The release of [H-3]GABA from slices of rat substantia nigra pars reticulata induced by increasing extracellular K+ from 6 to 15 mM in the presence of 10 mu M sulpiride was inhibited by 73 +/- 3% by 1 mu M SCH 23390, consistent with a large component of release dependent upon D-1 receptor activation. The histamine H-3 receptor-selective agonist immepip (1 mu M) and the non-selective agonist histamine (100 mu M) inhibited [H-3]GABA release by 78 +/- 2 and 80 +/- 2%, respectively. The inhibition by both agonists was reversed by the H-3 receptor antagonist thioperamide(1 mu M). However, in the presence of 1 mu M SCH 23390 depolarization-induced release of [H-3]GABA was not significantly decreased by 1 mu M immepip.
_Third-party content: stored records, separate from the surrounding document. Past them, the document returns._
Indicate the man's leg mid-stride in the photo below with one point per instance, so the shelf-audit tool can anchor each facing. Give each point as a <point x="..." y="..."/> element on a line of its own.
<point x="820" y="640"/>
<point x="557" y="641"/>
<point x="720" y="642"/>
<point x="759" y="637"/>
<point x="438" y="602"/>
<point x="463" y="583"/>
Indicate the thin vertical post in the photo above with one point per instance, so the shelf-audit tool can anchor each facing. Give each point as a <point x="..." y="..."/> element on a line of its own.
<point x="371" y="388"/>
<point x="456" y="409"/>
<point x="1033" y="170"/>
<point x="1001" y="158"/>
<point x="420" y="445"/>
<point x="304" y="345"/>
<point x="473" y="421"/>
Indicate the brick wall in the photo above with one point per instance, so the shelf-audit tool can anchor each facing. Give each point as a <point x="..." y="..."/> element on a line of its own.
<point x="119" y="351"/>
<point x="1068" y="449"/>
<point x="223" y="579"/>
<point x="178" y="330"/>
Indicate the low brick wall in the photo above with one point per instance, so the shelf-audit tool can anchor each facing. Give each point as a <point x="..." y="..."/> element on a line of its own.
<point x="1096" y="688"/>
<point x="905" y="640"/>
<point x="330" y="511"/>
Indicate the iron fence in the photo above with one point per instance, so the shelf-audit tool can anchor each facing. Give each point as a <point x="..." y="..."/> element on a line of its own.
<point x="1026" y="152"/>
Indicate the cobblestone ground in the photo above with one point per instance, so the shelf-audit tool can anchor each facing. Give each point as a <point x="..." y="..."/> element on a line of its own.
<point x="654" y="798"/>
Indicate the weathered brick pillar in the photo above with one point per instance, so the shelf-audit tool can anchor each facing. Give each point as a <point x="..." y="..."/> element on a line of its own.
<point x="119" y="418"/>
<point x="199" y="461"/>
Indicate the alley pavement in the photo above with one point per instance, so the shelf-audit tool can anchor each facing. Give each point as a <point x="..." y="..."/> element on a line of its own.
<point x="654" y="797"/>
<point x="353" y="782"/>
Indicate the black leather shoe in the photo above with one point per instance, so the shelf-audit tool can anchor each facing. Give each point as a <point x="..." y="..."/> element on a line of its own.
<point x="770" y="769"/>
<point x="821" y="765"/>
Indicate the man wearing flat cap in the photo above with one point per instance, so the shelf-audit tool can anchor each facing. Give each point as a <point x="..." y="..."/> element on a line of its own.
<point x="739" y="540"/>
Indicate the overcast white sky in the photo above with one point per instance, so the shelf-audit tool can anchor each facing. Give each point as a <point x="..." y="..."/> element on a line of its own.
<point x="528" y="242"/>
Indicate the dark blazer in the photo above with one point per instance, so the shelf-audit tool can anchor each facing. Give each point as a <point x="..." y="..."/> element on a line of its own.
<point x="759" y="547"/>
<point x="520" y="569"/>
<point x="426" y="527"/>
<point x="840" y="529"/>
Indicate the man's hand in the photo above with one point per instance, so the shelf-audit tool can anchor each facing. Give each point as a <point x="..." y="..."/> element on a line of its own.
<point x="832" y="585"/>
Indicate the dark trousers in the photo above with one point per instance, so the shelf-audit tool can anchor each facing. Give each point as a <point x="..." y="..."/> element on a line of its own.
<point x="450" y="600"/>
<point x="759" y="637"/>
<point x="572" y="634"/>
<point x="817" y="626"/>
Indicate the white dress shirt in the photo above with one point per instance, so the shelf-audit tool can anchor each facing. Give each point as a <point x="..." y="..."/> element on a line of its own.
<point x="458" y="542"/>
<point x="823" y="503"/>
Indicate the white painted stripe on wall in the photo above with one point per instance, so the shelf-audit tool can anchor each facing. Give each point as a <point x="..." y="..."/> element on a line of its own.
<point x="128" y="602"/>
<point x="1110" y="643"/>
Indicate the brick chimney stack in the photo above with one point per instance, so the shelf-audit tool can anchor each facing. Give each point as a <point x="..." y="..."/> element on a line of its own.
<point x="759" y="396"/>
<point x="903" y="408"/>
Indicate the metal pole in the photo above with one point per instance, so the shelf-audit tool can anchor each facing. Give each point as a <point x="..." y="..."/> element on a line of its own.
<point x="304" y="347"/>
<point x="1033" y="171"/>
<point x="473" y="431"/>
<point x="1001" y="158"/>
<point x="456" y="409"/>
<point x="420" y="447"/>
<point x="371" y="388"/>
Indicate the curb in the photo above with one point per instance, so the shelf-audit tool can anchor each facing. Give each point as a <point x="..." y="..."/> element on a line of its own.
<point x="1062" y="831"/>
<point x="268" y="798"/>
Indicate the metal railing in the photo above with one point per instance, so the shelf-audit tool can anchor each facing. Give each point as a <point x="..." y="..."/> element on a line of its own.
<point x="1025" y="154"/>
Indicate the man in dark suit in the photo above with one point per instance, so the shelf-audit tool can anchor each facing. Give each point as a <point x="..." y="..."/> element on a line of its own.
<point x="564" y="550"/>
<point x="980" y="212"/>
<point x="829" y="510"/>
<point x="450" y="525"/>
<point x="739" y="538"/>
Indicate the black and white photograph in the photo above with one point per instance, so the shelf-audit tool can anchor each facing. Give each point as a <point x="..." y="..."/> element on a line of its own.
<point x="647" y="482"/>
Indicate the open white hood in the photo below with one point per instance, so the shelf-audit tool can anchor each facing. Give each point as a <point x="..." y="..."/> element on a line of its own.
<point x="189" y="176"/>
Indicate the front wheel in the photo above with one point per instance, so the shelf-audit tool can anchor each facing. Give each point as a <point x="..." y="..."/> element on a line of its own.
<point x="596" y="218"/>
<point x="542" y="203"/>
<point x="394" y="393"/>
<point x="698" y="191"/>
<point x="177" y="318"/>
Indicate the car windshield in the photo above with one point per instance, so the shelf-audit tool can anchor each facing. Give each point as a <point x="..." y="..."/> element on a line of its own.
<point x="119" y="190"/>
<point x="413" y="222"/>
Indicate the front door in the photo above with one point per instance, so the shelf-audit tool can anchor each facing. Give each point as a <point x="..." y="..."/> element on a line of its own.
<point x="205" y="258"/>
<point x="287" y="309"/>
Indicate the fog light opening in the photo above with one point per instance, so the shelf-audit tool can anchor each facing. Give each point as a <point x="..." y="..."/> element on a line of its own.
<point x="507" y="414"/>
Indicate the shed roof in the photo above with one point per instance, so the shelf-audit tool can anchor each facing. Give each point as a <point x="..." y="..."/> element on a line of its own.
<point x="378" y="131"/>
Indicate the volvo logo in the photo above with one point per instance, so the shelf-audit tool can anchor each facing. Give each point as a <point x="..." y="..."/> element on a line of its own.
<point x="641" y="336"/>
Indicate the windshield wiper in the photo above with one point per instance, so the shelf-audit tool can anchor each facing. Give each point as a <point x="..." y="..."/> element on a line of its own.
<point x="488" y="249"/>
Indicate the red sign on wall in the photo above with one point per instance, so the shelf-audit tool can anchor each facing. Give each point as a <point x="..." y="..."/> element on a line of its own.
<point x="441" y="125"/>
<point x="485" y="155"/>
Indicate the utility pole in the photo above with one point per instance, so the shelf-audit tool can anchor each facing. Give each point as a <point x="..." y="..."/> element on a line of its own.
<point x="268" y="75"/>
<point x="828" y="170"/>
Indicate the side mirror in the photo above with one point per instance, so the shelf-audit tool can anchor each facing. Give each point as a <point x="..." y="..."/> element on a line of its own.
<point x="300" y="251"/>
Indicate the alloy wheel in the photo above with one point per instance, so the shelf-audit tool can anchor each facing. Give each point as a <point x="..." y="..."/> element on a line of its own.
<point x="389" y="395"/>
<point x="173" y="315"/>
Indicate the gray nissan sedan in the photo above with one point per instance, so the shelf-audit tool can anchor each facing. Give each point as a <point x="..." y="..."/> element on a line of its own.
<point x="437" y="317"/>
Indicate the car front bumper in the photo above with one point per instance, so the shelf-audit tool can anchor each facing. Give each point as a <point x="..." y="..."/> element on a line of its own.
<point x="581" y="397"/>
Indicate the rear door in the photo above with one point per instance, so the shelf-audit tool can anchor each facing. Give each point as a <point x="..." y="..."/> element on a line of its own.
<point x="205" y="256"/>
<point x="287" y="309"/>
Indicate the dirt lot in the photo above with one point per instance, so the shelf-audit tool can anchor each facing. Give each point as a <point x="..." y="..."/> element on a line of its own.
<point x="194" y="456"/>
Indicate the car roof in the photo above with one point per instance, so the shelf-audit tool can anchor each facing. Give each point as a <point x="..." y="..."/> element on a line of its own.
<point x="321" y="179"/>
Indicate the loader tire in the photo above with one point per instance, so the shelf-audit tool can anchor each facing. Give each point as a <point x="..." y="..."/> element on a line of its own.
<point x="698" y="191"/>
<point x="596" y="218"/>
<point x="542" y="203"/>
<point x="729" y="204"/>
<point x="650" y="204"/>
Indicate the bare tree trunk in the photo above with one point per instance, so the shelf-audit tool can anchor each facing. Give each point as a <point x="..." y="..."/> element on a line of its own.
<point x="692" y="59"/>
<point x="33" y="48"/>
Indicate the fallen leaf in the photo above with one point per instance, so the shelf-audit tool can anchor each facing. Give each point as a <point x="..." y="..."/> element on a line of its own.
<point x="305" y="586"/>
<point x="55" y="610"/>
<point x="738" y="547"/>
In rats depleted of dopamine by pretreatment with reserpine, immepip no longer inhibited control release of [H-3]GABA, but in the presence of 1 mu M SKF 38393, which produced a 7 +/- 1-fold stimulation of release, immepip reduced the release to a level not statistically different from that in the presence of immepip alone. Immepip(1 mu M) also inhibited the depolarization-induced release of [3H]dopamine from substantia nigra pars reticulata slices, by 38 +/- 3%. The evidence is consistent with the proposition that activation of histamine H-3 receptors leads to the selective inhibition of the component of depolarization-induced [H-3]GABA release in substantia nigra pars reticulata slices which is dependent upon D-1 receptor activation. This appears to be largely an action at the terminals of the striatonigral GABA projection neurons, which may be enhanced by a partial inhibition of dendritic [H-3]dopamine release. (C) 1997 IBRO. Published by Elsevier Science Ltd.